Division of Infectious Diseases, Department of Medicine, Weill Cornell Medicine, New York, New York, USA.
mBio. 2023 Feb 28;14(1):e0328022. doi: 10.1128/mbio.03280-22. Epub 2023 Jan 16.
Transposable elements (TEs) are mobile genomic sequences that encompass roughly 50% of the human genome. Class 1 TEs, or "retrotransposons," mobilize through the production of an RNA intermediate that is then reverse transcribed to form complementary DNA (cDNA) molecules capable of genomic reinsertion. While TEs are traditionally silenced to maintain genomic integrity, the recognition of immunostimulatory cues, such as those provided by microorganisms, drastically alters host transcription to induce the differential expression of TEs. Emerging evidence demonstrates that the inducible production of TE cDNA is not an inert phenomenon but instead has been coopted by host immunity to facilitate cross talk between host and constituents of the microbiota by agonizing intrinsic antiviral receptors. Here, we demonstrate that immunostimulation of toll-like receptor 4 (TLR4) with lipopolysaccharide (LPS) and TLR5 with bacterial flagella (FLA) alters the expression of retrotransposons, such as human endogenous retroviruses (HERVs) and long interspersed nuclear elements (LINEs). Next, we demonstrate that reverse transcriptase inhibitor (RTi) delivery ameliorates the acute production of the proinflammatory cytokine "tumor necrosis factor alpha" (TNF-α) in response to FLA in a monocytic cell line (THP-1). Collectively, our findings demonstrate that TLR5-mediated cross talk between the host and microbiota is partially dependent on the reverse transcription (RT) of retrotransposons. The microbiota is a potent reservoir of immunostimulatory and immunosuppressive motifs that fundamentally shape host immunity. Despite broad associations between microbial composition and host immunity, the mechanisms underlying host microbiota-induced immunoregulation remain poorly defined. Here, we demonstrate a novel mechanism by which motifs overabundant during dysbiotic conditions influence host immunity through the upregulation of endogenous RT to produce motifs that agonize antiviral receptors.
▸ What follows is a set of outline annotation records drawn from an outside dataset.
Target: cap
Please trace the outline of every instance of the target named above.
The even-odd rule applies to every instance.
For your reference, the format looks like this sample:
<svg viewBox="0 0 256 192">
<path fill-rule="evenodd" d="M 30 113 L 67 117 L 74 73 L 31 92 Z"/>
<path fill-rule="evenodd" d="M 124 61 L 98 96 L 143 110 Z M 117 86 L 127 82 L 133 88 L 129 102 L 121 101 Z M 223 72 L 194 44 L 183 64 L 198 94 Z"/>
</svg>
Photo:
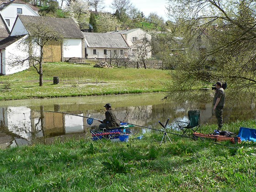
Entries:
<svg viewBox="0 0 256 192">
<path fill-rule="evenodd" d="M 107 108 L 111 108 L 111 104 L 110 103 L 106 103 L 103 107 Z"/>
<path fill-rule="evenodd" d="M 220 87 L 221 87 L 222 86 L 222 83 L 220 81 L 217 81 L 216 85 L 218 85 Z"/>
</svg>

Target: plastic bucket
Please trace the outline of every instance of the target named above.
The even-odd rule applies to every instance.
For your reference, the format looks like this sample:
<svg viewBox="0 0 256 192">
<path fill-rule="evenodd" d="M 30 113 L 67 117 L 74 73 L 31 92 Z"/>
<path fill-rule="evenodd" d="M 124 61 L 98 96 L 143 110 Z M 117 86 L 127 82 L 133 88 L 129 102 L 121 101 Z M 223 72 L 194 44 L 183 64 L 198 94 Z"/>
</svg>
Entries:
<svg viewBox="0 0 256 192">
<path fill-rule="evenodd" d="M 129 135 L 123 135 L 119 136 L 119 139 L 120 141 L 128 142 L 129 140 Z"/>
</svg>

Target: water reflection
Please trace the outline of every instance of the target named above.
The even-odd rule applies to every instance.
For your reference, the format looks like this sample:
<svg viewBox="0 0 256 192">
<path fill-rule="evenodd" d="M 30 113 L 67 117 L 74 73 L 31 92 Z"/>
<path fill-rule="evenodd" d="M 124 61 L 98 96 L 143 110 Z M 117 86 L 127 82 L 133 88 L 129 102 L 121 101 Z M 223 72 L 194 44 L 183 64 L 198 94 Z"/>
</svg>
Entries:
<svg viewBox="0 0 256 192">
<path fill-rule="evenodd" d="M 99 96 L 33 99 L 0 102 L 0 148 L 48 144 L 67 138 L 90 138 L 90 127 L 86 119 L 80 117 L 43 111 L 63 112 L 102 119 L 103 106 L 110 102 L 114 112 L 122 121 L 144 126 L 159 126 L 158 121 L 170 118 L 171 126 L 175 120 L 187 121 L 187 112 L 200 110 L 201 124 L 216 123 L 211 103 L 186 101 L 181 103 L 162 100 L 162 94 Z M 237 119 L 254 118 L 255 104 L 227 103 L 224 110 L 224 123 Z M 94 121 L 91 126 L 99 123 Z M 141 131 L 140 128 L 133 130 Z"/>
</svg>

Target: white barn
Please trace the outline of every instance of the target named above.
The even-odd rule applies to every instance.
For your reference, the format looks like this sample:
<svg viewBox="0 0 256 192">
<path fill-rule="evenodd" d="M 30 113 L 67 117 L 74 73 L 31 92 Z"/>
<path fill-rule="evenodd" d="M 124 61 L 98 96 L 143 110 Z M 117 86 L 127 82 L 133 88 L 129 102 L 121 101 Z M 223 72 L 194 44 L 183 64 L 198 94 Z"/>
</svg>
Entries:
<svg viewBox="0 0 256 192">
<path fill-rule="evenodd" d="M 44 47 L 44 61 L 64 61 L 71 57 L 84 58 L 84 35 L 74 20 L 71 19 L 23 16 L 17 16 L 10 36 L 0 41 L 0 72 L 2 75 L 11 74 L 29 67 L 29 61 L 26 60 L 18 66 L 15 59 L 20 60 L 28 58 L 30 51 L 27 45 L 21 43 L 22 38 L 29 34 L 27 26 L 32 23 L 42 23 L 62 34 L 64 42 L 47 45 Z M 35 50 L 35 48 L 33 50 Z M 39 49 L 37 49 L 39 51 Z M 36 53 L 38 54 L 38 53 Z"/>
<path fill-rule="evenodd" d="M 39 16 L 39 9 L 21 0 L 0 2 L 0 14 L 11 31 L 18 15 Z"/>
<path fill-rule="evenodd" d="M 121 34 L 86 32 L 83 33 L 86 59 L 109 58 L 111 54 L 127 57 L 130 47 Z"/>
</svg>

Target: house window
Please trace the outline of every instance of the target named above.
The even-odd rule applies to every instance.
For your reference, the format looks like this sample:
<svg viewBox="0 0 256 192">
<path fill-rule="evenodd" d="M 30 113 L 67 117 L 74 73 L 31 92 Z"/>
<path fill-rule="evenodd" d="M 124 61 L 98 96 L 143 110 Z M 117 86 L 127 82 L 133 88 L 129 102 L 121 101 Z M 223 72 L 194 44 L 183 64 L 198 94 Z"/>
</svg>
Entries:
<svg viewBox="0 0 256 192">
<path fill-rule="evenodd" d="M 5 21 L 8 26 L 10 26 L 10 19 L 5 19 Z"/>
<path fill-rule="evenodd" d="M 143 41 L 144 42 L 148 41 L 148 38 L 147 37 L 143 37 Z"/>
<path fill-rule="evenodd" d="M 21 8 L 17 8 L 17 13 L 18 14 L 22 14 L 22 9 Z"/>
</svg>

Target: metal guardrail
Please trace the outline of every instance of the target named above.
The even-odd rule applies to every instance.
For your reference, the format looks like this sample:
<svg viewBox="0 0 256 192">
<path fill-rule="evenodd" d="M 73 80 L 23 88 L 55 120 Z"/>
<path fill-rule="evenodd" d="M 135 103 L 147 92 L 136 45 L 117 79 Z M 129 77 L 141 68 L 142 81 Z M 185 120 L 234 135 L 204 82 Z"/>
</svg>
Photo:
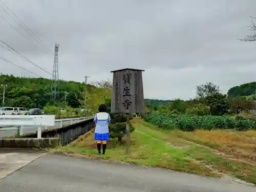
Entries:
<svg viewBox="0 0 256 192">
<path fill-rule="evenodd" d="M 72 124 L 72 122 L 75 121 L 77 120 L 85 120 L 85 119 L 88 119 L 91 118 L 93 118 L 93 117 L 81 117 L 81 118 L 67 118 L 67 119 L 56 119 L 54 122 L 55 123 L 55 124 L 54 125 L 54 126 L 56 125 L 56 123 L 60 123 L 59 127 L 55 127 L 55 129 L 57 129 L 57 128 L 60 128 L 62 127 L 63 126 L 63 122 L 67 122 L 67 121 L 70 121 L 70 124 Z M 23 129 L 25 128 L 24 127 L 26 127 L 26 129 L 30 129 L 30 128 L 34 128 L 35 126 L 34 125 L 31 125 L 31 126 L 5 126 L 3 127 L 3 129 L 1 129 L 1 130 L 2 131 L 7 131 L 7 130 L 16 130 L 17 127 L 20 127 L 20 130 L 19 130 L 19 135 L 23 135 Z M 5 127 L 8 127 L 8 129 L 5 129 Z M 0 127 L 1 128 L 1 127 Z M 47 126 L 45 126 L 45 130 L 47 130 L 48 129 Z M 38 138 L 40 138 L 41 137 L 41 127 L 38 127 Z"/>
<path fill-rule="evenodd" d="M 61 119 L 60 120 L 56 119 L 56 120 L 55 120 L 55 123 L 60 122 L 60 127 L 62 127 L 63 126 L 63 122 L 70 121 L 70 124 L 72 124 L 72 121 L 77 121 L 77 120 L 84 120 L 84 119 L 89 119 L 89 118 L 90 118 L 92 117 L 93 117 Z"/>
</svg>

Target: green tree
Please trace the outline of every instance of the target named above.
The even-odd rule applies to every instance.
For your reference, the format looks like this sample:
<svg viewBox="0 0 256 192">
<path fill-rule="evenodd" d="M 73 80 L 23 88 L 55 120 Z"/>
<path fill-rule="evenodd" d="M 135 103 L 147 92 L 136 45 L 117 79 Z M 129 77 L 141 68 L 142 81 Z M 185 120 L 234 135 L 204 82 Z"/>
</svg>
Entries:
<svg viewBox="0 0 256 192">
<path fill-rule="evenodd" d="M 227 113 L 229 104 L 226 95 L 216 93 L 207 96 L 205 100 L 211 115 L 223 115 Z"/>
<path fill-rule="evenodd" d="M 67 95 L 66 102 L 69 106 L 73 108 L 78 108 L 81 106 L 81 103 L 77 97 L 77 93 L 72 92 Z"/>
<path fill-rule="evenodd" d="M 199 98 L 205 98 L 220 92 L 219 86 L 211 82 L 197 86 L 196 89 L 197 95 Z"/>
</svg>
转座元件 (TEs) 是一种可移动的基因组序列,大约占人类基因组的 50%。第 1 类 TEs,即“反转录转座子”,通过产生 RNA 中间体进行移动,然后反转录形成能够进行基因组重新插入的互补 DNA (cDNA) 分子。虽然 TEs 通常被沉默以维持基因组完整性,但对免疫刺激线索的识别,例如微生物提供的线索,会极大地改变宿主转录,从而诱导 TEs 的差异表达。新出现的证据表明,可诱导的 TE cDNA 产生不是一种惰性现象,而是被宿主免疫所利用,通过激活内在抗病毒受体来促进宿主与微生物群落成分之间的交叉对话。在这里,我们证明了用脂多糖 (LPS) 刺激 Toll 样受体 4 (TLR4) 和用细菌鞭毛 (FLA) 刺激 TLR5 会改变反转录转座子的表达,如人类内源性逆转录病毒 (HERVs) 和长散布核元件 (LINEs)。接下来,我们证明逆转录酶抑制剂 (RTi) 递送可以改善单核细胞系 (THP-1) 中对 FLA 的反应中促炎细胞因子“肿瘤坏死因子-α”(TNF-α)的急性产生。总之,我们的研究结果表明,TLR5 介导的宿主与微生物群之间的串扰部分依赖于反转录转座子的反转录 (RT)。微生物群是免疫刺激和免疫抑制基序的强大库,这些基序从根本上塑造了宿主免疫。尽管微生物组成与宿主免疫之间存在广泛的关联,但宿主微生物群诱导免疫调节的机制仍未得到明确界定。在这里,我们展示了一种新的机制,即在失调条件下过度表达的基序通过上调内源性 RT 来产生激活抗病毒受体的基序,从而影响宿主免疫。